Mieszkanka Nowej Soli za namową przestępcy aktywowała otrzymane w wiadomości SMS kody i tym sposobem wpuściła oszusta na konto. Straciła 150 tys. zł, oszczędności swojego życia.
W poniedziałek, 4 marca, 64-latka odebrała telefon od „pracownika banku”. Powiedział, że dzwoni z informacją o włamaniu na konto. Dodał, że ktoś ukradł pieniądze oraz zlikwidował lokatę nowosolanki.
– Troskliwie uczulał rozmówczynię, że musi zablokować te pieniądze, żeby mogły wrócić na jej konto – mówi asp. Justyna Sęczkowska-Sobol, rzeczniczka policji w Nowej Soli. W dalszej części rozmowy instruował, jak kobieta ma postępować i wysyłał na jej telefon kody, które niestety 64-latka aktywowała. Robiła wszystko według wskazówek fałszywego pracownika banku i tym sposobem straciła ponad 150 tysięcy złotych. To były jej oszczędności.

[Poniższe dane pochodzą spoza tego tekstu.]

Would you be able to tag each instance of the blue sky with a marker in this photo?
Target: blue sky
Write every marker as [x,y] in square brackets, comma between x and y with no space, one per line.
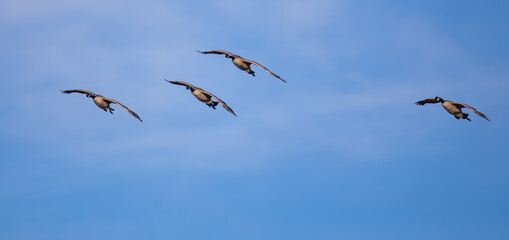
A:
[339,152]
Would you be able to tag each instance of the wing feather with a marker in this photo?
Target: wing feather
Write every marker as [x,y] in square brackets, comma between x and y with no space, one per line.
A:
[218,52]
[462,105]
[80,91]
[122,105]
[427,100]
[266,69]
[182,84]
[221,102]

Nowa Sól. Atak oszusta, ofiara straciła 150 tys. zł
Oszuści stale wymyślają nowe metody wyłudzenia pieniędzy. Przełamują zabezpieczenia kont na portalach społecznościowych i podszywają się pod ich właścicieli. Niestety są również przypadki, gdy fałszywy pracownik banku przeprowadza „weryfikację rozmówcy” i uzyskuje dane wrażliwe jak imię, nazwisko, numer pesel.
Do tego często oszust zdobywa login i hasło do aplikacji bankowej. – Wtedy oprócz kradzieży zgromadzonych środków, sprawca może zaciągnąć kredyt – mówi asp. Seczkowska-Sobol.